President Obama Urges Changes In Stalled World Trade Talks

U.S. President Barack Obama Sunday called for significant changes to the long-delayed Doha round of world trade talks, telling Group of 20 leaders that offers on the table were inadequate.

Obama, who spoke at a lunch with G20 leaders, emphasized that he remained committed to the World Trade Organization’s Doha round and was not trying to start it from scratch, according to sources who heard the remarks.

The United States and China, at diplomat level, have traded barbs over the Doha stalemate in recent days.

China’s ambassador to the WTO in Geneva accused the United States on Sunday of effectively asking for the Doha round to be started anew with its demands.

Obama told the private leaders’ lunch on Sunday that he “wants to build on the work that’s been done but that the current offers on the table are inadequate,” said one G20 source.

“The ultimate point is that the deal doesn’t do enough for the least developed countries. The big winners are the major emerging economies,” said the source. The reference was apparently to fast-growing countries such as China and India.

Obama said: “We need to think outside the box and not focus only on agriculture and non-agriculture markets but add other issues to the agenda like services,” the source said.

The WTO launched the Doha round in 2001 and it has been dogged ever since by differences among member countries. They have accused one another of not putting enough on the table, and of seeking too much in return for their own offers.

In another sign of the bleak prospects for a Doha deal any time soon, G20 leaders dropped their reference to 2010 as a target date for completion of the talks and set no new date.
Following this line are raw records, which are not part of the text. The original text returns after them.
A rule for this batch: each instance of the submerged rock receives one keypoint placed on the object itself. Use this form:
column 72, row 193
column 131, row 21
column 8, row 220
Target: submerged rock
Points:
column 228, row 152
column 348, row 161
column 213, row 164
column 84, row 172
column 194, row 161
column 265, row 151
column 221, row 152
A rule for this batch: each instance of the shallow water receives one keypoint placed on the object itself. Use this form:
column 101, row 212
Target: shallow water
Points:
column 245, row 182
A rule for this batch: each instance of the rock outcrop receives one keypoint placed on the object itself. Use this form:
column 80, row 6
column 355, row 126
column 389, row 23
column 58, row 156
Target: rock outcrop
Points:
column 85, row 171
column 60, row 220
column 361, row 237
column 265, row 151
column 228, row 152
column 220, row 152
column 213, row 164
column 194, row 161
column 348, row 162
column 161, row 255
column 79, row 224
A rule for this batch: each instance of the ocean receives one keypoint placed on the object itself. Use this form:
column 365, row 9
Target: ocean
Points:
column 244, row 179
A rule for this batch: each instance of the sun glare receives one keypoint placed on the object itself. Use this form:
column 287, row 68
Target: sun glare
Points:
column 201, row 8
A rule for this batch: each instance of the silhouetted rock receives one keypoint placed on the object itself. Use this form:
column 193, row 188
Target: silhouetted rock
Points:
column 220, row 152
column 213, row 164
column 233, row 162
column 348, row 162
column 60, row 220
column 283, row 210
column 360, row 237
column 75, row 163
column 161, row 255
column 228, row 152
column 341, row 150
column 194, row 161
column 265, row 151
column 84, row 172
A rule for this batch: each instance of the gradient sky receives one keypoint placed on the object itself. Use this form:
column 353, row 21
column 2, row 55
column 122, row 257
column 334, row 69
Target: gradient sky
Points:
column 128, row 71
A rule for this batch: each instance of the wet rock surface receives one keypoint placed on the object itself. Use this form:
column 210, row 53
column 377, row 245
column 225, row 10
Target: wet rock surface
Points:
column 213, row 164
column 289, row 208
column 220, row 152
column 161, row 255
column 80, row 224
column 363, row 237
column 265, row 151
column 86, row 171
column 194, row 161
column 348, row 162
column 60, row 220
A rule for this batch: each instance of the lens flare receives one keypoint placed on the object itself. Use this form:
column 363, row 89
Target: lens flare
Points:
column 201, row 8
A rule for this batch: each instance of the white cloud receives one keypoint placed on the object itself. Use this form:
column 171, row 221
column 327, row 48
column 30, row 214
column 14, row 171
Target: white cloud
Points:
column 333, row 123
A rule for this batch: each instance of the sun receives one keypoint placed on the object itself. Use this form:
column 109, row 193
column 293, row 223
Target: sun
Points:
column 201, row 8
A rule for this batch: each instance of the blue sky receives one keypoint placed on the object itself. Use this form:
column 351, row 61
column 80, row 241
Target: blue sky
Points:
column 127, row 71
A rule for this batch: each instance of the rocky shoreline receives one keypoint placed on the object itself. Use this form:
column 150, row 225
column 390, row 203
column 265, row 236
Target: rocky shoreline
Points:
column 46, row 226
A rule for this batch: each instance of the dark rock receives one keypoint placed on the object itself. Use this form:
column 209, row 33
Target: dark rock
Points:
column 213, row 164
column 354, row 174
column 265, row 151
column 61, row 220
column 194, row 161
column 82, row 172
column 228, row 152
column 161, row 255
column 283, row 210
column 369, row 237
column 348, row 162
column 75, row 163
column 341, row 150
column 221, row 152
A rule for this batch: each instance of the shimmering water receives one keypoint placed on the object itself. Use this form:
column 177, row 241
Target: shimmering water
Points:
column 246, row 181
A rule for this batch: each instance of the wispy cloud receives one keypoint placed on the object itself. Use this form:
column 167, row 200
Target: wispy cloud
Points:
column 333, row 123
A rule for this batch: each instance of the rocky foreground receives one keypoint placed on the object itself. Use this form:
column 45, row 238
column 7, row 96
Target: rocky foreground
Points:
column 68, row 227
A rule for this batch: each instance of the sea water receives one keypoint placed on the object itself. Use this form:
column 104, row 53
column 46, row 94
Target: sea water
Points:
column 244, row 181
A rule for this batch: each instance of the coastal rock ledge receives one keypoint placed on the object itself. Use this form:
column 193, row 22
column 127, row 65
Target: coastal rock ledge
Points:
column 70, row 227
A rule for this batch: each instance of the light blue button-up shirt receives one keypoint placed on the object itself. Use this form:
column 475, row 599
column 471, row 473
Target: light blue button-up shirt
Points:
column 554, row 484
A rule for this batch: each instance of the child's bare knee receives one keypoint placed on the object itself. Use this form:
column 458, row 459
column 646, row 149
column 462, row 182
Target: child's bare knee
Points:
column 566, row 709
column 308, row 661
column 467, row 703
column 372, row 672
Several sources, however, said Obama’s comments at the lunch were well received by other leaders.

OBAMA PUSHES EXPORTS
Obama has often talked of the need for more export-driven growth in the U.S. economy and is aiming to double U.S. exports in the next five years.

Many U.S. business leaders have been frustrated with what they view as a lack of emphasis by the Obama administration on the trade agenda and the president has signaled a new emphasis on the subject recently.

On Saturday, he announced he was making a new push to complete a free trade agreement with South Korea. Following a meeting last week with Russian President Dmitry Medvedev, Obama announced U.S. support for Moscow’s bid to join the World Trade Organization.

Still, other G20 leaders remained cautious about the chances of reinvigorating Doha. “Where we are at the moment, we are stuck. We are not progressing,” said British Prime Minister David Cameron. “If we can find a new dynamic, we can find a way to get these talks going.”

South African Finance Minister Pravin Gordhan told Reuters in an interview that Doha was “close to dead.”

“To keep talking about reviving it is one thing. To do something about it is quite another,” Gordhan said. “The serious danger that the world faces at the moment is that while Doha lies dormant on the one side, on the other side, they are either reaching new forms of free-trade agreements as regions, or bilaterally between economies and that complicates world trade.”

Leaders of the rich Group of Eight countries, who met in Canada on Saturday, said they would push forward on bilateral and regional trade talks while the WTO’s global deal remained unfinished.